In June of 2008, Juan Garcia walked across the stage with me and the rest of the graduating class of Platteville High School. Following graduation, Juan returned to his hometown of Medellin, Colombia. We stayed in touch, mostly through Facebook, wishing each other feliz cumpleaños, things like that. Once in awhile I would hear about how he was doing through his former host family. Then one day in the summer of 2010, Juan’s host family received a phone call from Colombia informing them that Juan had been shot and killed in a street robbery in Medellin.
I have often thought about what it would be like if Juan were still alive. What it would be like to be able to talk to him in his own language or even visit him in Colombia. It is sad to think that those things can never happen. It is sadder still that things like Juan’s death are not that unusual. I wrote a blog post earlier this year about a light in the darkness in which I talked about me struggling with my own perception of faith in a world like the one in which we live. Trying to make sense of or find reason in a death like Juan’s is something I do not know if I can do.
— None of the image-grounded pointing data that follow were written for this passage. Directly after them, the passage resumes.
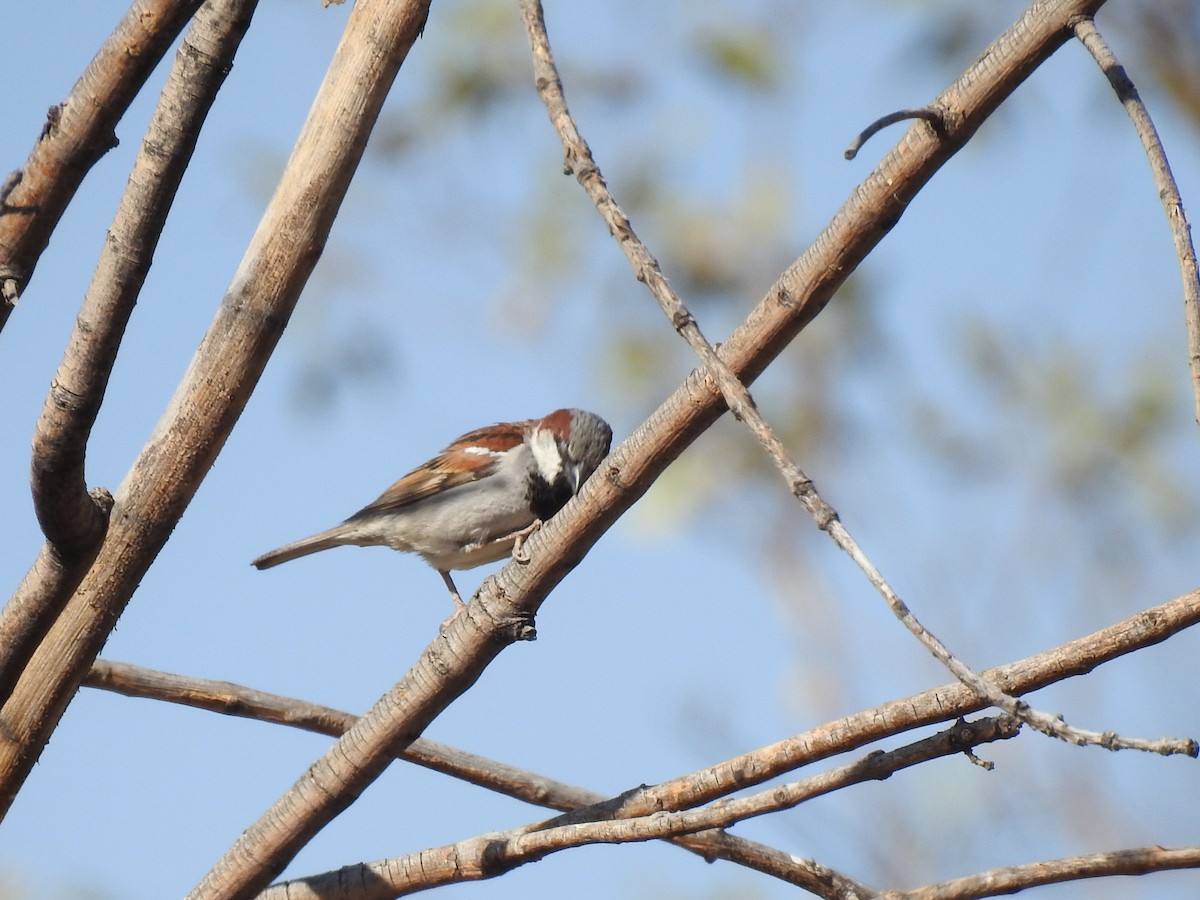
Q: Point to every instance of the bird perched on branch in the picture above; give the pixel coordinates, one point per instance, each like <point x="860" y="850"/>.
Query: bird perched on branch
<point x="478" y="499"/>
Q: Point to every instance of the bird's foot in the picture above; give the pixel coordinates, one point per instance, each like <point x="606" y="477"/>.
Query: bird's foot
<point x="519" y="551"/>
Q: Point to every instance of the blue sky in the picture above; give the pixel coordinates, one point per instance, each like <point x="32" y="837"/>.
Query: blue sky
<point x="677" y="642"/>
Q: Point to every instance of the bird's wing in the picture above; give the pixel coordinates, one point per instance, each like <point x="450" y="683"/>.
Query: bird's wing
<point x="473" y="456"/>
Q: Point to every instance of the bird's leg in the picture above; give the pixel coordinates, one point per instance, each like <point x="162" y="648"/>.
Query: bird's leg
<point x="519" y="552"/>
<point x="459" y="605"/>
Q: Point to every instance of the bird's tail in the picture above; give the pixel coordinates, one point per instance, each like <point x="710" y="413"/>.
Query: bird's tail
<point x="303" y="547"/>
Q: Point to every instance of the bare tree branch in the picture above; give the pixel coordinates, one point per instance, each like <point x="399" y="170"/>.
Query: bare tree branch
<point x="214" y="390"/>
<point x="581" y="163"/>
<point x="1141" y="861"/>
<point x="77" y="133"/>
<point x="231" y="699"/>
<point x="930" y="115"/>
<point x="504" y="606"/>
<point x="952" y="701"/>
<point x="491" y="855"/>
<point x="1168" y="191"/>
<point x="72" y="519"/>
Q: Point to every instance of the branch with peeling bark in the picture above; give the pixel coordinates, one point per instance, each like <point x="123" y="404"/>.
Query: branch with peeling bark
<point x="1077" y="658"/>
<point x="215" y="388"/>
<point x="1168" y="191"/>
<point x="79" y="131"/>
<point x="72" y="519"/>
<point x="585" y="168"/>
<point x="507" y="604"/>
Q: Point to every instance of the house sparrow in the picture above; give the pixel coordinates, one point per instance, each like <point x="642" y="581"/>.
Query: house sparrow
<point x="478" y="499"/>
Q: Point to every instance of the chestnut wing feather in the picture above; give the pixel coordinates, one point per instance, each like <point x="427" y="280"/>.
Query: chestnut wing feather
<point x="471" y="457"/>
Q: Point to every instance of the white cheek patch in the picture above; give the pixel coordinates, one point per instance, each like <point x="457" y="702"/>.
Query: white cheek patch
<point x="545" y="455"/>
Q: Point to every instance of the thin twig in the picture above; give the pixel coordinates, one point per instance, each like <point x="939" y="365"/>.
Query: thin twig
<point x="77" y="133"/>
<point x="229" y="699"/>
<point x="72" y="517"/>
<point x="580" y="162"/>
<point x="1168" y="191"/>
<point x="930" y="115"/>
<point x="496" y="853"/>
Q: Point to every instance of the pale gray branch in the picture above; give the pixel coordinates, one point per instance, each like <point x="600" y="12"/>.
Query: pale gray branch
<point x="78" y="131"/>
<point x="581" y="163"/>
<point x="229" y="699"/>
<point x="1168" y="191"/>
<point x="72" y="519"/>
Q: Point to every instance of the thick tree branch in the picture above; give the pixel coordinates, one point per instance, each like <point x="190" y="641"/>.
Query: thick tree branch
<point x="216" y="385"/>
<point x="507" y="603"/>
<point x="952" y="701"/>
<point x="73" y="520"/>
<point x="1168" y="191"/>
<point x="492" y="855"/>
<point x="77" y="133"/>
<point x="231" y="699"/>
However, at the same time I have come to see how much my relationship with Juan, has had a strong influence on my own life. Choosing to study abroad in college, learning a new language, taking the YAGM plunge are all things that I do not think I would have found the courage to do had I never met Juan. Now that my YAGM year is nearing its end I am faced with the reality of saying “goodbye” to people that have been so important to me for the past three hundred and two days. It saddens me to think of saying goodbye, which is something at which I have never been very good. However, more importantly I realize that more than anything I need to celebrate being so blessed to have shared so much with so many during my time in Uruguay and recognize the effect they have had and will continue to have on my life. Finding a way to close my YAGM year has been confusing but if Juan taught me anything it is that even if you are confused, you can always smile.